Os hospitais da Venezuela enfrentam uma grave crise de abastecimento após os terremotos registrados na última quarta-feira (24). Segundo o pediatra Huniades Urbina-Medina, de Caracas, faltam itens básicos para o atendimento às vítimas, como água potável, antibióticos, soro intravenoso, anestésicos e lençóis descartáveis.
Em entrevista à CNN, o médico afirmou que a situação se agravou drasticamente após o desastre natural e que o sistema de saúde já operava em condições precárias antes dos tremores.
De acordo com Urbina-Medina, pelo menos dois hospitais, um localizado em Caracas e outro em La Guaira, sofreram colapso em decorrência dos terremotos. Segundo ele, as unidades possuíam estruturas antigas e não recebiam manutenção adequada.
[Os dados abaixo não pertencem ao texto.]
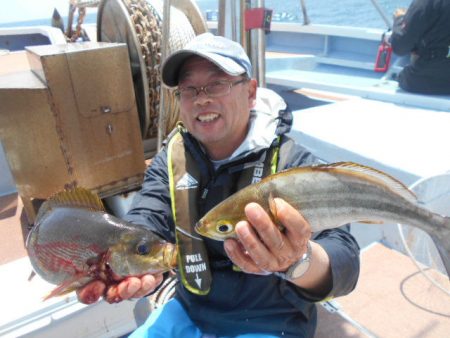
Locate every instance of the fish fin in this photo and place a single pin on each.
(59, 291)
(77, 197)
(274, 212)
(374, 174)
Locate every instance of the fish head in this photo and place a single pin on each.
(137, 255)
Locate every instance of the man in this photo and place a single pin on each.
(264, 283)
(424, 32)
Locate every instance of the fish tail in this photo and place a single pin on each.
(441, 238)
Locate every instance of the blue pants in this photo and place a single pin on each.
(171, 321)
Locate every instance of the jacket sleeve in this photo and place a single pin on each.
(408, 29)
(151, 206)
(340, 245)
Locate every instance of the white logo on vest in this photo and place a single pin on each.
(186, 182)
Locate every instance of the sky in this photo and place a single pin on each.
(23, 10)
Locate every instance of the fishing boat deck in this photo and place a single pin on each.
(391, 299)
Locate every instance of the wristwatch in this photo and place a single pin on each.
(299, 268)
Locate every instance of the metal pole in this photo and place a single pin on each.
(164, 49)
(382, 13)
(305, 14)
(234, 36)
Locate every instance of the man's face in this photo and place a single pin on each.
(219, 123)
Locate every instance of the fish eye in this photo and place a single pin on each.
(224, 227)
(142, 248)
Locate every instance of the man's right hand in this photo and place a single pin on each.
(131, 287)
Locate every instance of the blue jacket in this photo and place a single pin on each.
(241, 303)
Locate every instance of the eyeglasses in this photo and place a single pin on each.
(214, 89)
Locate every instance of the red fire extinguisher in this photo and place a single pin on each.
(383, 56)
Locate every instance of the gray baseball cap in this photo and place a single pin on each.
(228, 55)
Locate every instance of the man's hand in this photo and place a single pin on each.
(131, 287)
(261, 247)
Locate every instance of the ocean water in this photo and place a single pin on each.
(361, 13)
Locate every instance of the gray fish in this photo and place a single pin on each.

“É muito, muito difícil para todos os médicos e enfermeiros lidar com esses pacientes que precisam de tudo isso. E não temos nada além da nossa vontade de ajudá-los nesta situação”, afirmou.
Sistema de saúde já enfrentava dificuldades
O pediatra explicou que a escassez de medicamentos e materiais hospitalares já fazia parte da rotina dos profissionais de saúde antes dos terremotos. Com o aumento repentino do número de feridos, a capacidade de resposta do sistema foi ainda mais comprometida.
Além da falta de insumos, o médico demonstrou preocupação com a distribuição da ajuda humanitária enviada por diversos países.
Segundo ele, não há informações claras sobre a chegada e o destino dos materiais enviados para atender a população afetada.
“Não sabemos o que chegou à Venezuela. Não sabemos onde estão os itens que estão sendo enviados”, declarou.
Enquanto equipes nacionais e internacionais seguem atuando nas operações de resgate, profissionais da saúde alertam que a reposição urgente de medicamentos, equipamentos e materiais hospitalares será fundamental para evitar o agravamento da crise humanitária provocada pelos terremotos.